Posted by: Phillip Huggan | March 06, 2009 at 06:35 AM
Hmm I work in the public sector - a few things get in the way of productivity...
- annualised budgets
- efficiency savings that focus on admin functions - means middle managers with degrees do their own stamp licking (not the most productive division of labour)
- perverse targets
- the targets, policies, initiatives change every year
- centralised govt spending decisions - large capital projects, transport, infrastructure....
some things help productivity:
- very strict competitive procurement rules (honest, these are very strictly monitored and audited)- means good value for money
- sense of professional pride and public service - some folks in the public sector do it cos they want to, and put the effort in
Most local authorities are sh*t hot at catching up with you if you miss a council tax payment. This shows they can be efficient, and pretty ruthless too if needs be.
Posted by: Glenn | March 08, 2009 at 02:34 PM
Crooked Timber just pointed out that the US still uses paper cheques and the imperial system of measurements. Competition doesn't necessarily encourage innovation. I remember being very taken by a particular episode of "the inventors" in Australia.
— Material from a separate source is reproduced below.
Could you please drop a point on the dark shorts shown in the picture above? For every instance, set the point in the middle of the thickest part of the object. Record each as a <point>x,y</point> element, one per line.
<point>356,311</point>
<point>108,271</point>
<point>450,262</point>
An inventor invented a better mousetrap - well no actually a better razor blade. It cut closer, safer and lasted longer. The marketing expert said no manufacturer would touch it, they make their money from selling replacement razor blades. He was right. The problem is clearly that incentives even in a competitive envirnoment don't always match the public interest.
How you would get incentives in line are through excess demand for labour. People who are working flat out, will look for ways to reduce the load, rather than being threatened by such changes.
And some people are by nature and profession automatically in the business of change (scientists and engineers). They should be given more say in how society is run (rather than the financiers who just alienate everybody else by seeing them just as a cost).